As set forth at the beginning of this article, a SLAPPback can be based on Abuse of Process, but such a claim almost always fails. When I am asked to review a complaint containing a claim for Abuse of Process, I get all warm inside, because that always makes the complaint a SLAPP, at least as to that claim. The reason is that the “process” used by the plaintiff in the underlying action, no matter how knowingly false and evil, will not amount to abuse of process if the process was used for its intended purpose. An abuse of process claim will almost always be barred by the litigation privilege.
The case of Rusheen v. Cohen, 37 Cal. 4th 1048, illustrates the point. In that case, it was alleged that Cohen and his attorney had filed declarations, falsely attesting to service of the complaint, in order to take a default judgment against Rusheen. Using the fraudulently obtained default judgment, Cohen then obtained a writ of execution in order to seize Rusheen’s property. Rusheen sued for Abuse of Process, and Cohen responded with an anti-SLAPP motion, which was granted by the trial court, and upheld by the California Supreme Court. The court held that even if everything Rusheen alleged was true, the acts still arose from litigation and were therefore absolutely privileged under the litigation privilege.
If the alleged egregious facts of Rusheen v. Cohen would not support a claim for Abuse of Process, you’ll be hard pressed to find facts that would. But Abuse of Process claims cannot be pronounced dead just yet. The case of Brown v.
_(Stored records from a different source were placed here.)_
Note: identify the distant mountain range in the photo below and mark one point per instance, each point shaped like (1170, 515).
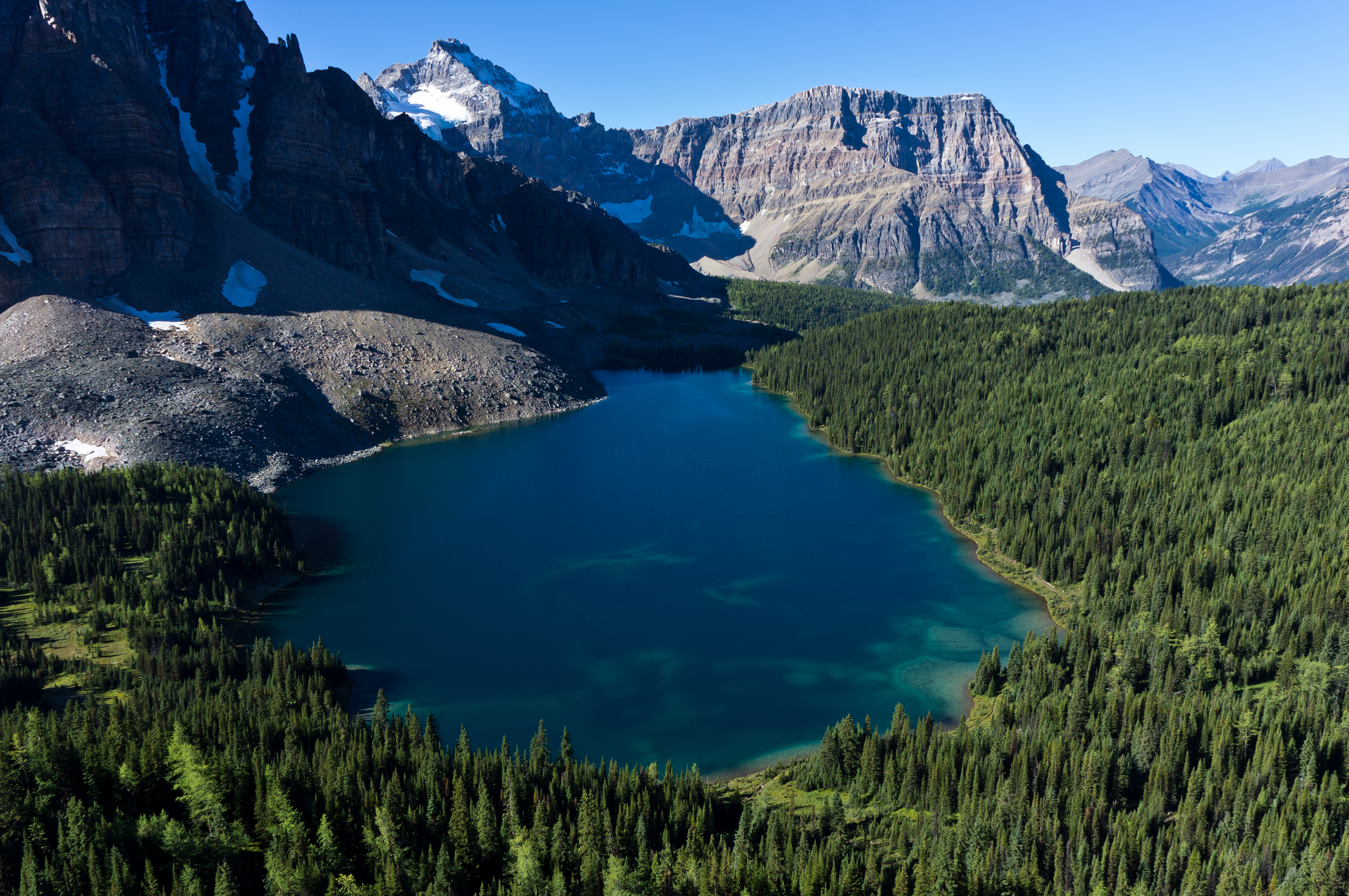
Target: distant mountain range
(1270, 224)
(838, 185)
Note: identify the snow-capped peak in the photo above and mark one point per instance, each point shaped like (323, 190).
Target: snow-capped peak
(448, 87)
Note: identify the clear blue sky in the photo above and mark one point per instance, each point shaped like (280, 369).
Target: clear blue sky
(1216, 85)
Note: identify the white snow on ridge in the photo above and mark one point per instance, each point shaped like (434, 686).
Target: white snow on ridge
(632, 212)
(698, 228)
(195, 147)
(433, 278)
(243, 284)
(157, 320)
(238, 195)
(432, 108)
(17, 254)
(243, 153)
(523, 96)
(450, 87)
(85, 451)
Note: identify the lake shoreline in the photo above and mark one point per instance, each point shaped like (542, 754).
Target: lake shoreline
(1000, 565)
(594, 468)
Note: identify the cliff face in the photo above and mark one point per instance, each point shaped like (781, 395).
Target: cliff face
(861, 188)
(1302, 243)
(1269, 224)
(116, 115)
(91, 162)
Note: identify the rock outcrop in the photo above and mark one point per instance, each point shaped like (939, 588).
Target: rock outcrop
(212, 255)
(1302, 243)
(1270, 223)
(111, 111)
(861, 188)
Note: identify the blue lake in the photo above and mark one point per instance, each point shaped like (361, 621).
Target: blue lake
(678, 573)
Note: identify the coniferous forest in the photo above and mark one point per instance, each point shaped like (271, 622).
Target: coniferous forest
(1166, 469)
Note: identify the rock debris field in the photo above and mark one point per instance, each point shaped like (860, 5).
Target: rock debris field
(266, 398)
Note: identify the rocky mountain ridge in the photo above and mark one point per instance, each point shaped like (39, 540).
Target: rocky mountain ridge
(1270, 223)
(197, 228)
(858, 188)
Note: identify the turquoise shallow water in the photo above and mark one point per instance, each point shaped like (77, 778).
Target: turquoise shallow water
(679, 573)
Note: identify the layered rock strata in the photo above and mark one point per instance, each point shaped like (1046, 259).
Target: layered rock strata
(861, 188)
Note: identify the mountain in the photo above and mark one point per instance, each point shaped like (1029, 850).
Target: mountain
(214, 255)
(1305, 242)
(1270, 223)
(840, 185)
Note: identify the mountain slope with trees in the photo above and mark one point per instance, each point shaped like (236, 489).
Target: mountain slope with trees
(1173, 468)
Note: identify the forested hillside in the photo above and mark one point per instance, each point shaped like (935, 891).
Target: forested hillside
(1175, 465)
(802, 307)
(1170, 466)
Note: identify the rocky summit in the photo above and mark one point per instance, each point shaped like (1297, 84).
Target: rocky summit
(214, 255)
(840, 185)
(1270, 223)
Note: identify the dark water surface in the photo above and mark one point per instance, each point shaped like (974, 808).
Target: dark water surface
(680, 571)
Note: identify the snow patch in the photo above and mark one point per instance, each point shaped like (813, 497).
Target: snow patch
(433, 278)
(242, 285)
(195, 147)
(17, 254)
(157, 320)
(698, 228)
(243, 153)
(432, 108)
(632, 212)
(85, 451)
(238, 193)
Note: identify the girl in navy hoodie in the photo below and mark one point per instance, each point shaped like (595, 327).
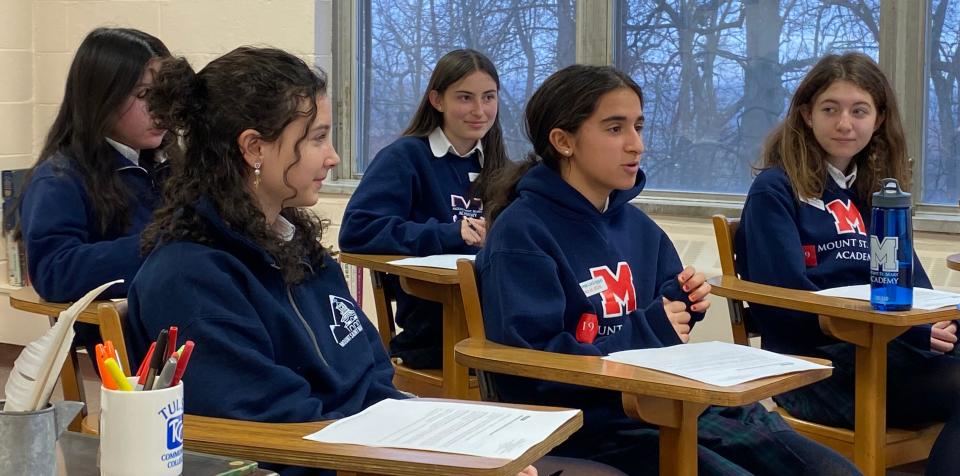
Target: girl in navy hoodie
(95, 185)
(423, 194)
(235, 260)
(571, 267)
(805, 226)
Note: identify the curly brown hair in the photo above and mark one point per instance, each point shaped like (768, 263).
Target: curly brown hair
(793, 147)
(263, 89)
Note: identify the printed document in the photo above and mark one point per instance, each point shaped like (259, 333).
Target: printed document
(716, 363)
(923, 298)
(433, 261)
(450, 427)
Kennard, 94 Cal.App.4th 40 catalogs a few decisions where Abuse of Process claims survived the litigation privilege. Compare them to your facts to see if your case might support such a claim.
Conclusion
Do not take from any of this that a SLAPPback is never viable. Not every anti-SLAPP motion is decided in seven weeks. If there were significant attorney fees unrelated to the anti-SLAPP motion that you want to recover, or some special circumstance that would support the award of emotional distress damages, then go for it. Just make a reasonable assessment.